---
license: other
license_name: bosonai-higgs-audio-v3
license_link: LICENSE
language:
- en
pipeline_tag: text-to-speech
tags:
- text-to-speech
- tts
- voice-cloning
- higgs-audio
- qwen3
- custom_code
base_model:
- bosonai/higgs-audio-v3-tts-4b
library_name: transformers
---

# Higgs Audio v3 TTS (4B) — transformers `trust_remote_code` port

A `trust_remote_code` packaging of [`bosonai/higgs-audio-v3-tts-4b`](https://huggingface.co/bosonai/higgs-audio-v3-tts-4b)
that loads with plain 🤗 transformers (no SGLang).
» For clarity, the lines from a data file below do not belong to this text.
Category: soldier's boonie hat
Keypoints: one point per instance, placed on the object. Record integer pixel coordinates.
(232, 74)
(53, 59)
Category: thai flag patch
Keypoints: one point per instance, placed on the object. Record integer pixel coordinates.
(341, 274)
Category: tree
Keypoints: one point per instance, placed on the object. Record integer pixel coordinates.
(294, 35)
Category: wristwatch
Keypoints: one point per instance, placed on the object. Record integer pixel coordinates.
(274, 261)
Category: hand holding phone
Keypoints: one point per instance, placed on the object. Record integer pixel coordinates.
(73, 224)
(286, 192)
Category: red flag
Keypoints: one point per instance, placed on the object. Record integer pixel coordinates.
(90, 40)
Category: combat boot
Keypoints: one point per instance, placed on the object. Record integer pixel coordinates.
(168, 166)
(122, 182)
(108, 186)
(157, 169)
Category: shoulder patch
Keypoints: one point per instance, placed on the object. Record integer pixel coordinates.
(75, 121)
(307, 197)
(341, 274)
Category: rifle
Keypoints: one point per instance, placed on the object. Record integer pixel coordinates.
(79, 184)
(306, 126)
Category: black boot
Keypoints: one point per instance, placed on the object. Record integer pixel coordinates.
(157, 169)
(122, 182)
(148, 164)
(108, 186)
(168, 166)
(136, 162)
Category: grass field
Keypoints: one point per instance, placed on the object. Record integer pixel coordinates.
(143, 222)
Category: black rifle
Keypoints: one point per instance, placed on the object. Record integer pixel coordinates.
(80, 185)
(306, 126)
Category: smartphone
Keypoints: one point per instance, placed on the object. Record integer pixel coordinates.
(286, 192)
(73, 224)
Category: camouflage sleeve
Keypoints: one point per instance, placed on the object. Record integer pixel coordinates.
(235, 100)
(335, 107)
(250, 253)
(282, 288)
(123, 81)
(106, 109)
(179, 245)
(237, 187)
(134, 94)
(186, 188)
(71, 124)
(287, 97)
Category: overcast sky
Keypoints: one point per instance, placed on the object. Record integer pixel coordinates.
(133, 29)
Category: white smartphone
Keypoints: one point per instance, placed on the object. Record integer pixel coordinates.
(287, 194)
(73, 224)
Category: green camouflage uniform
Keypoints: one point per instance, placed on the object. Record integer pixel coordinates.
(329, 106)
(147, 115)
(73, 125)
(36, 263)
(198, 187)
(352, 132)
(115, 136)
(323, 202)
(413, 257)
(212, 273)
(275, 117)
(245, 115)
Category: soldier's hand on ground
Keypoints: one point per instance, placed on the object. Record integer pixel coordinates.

The weights are the original
checkpoint, copied unchanged; only a small `modeling_*.py` / `configuration_*.py`
pair and an `auto_map` were added.

The model is a standard **Qwen3-4B** backbone plus a fused multi-codebook audio
embedding/head. Reference-audio encoding and waveform decoding use the
transformers-native [`bosonai/higgs-audio-v2-tokenizer`](https://huggingface.co/bosonai/higgs-audio-v2-tokenizer)
(`higgs_audio_v2_tokenizer`), loaded automatically on first use.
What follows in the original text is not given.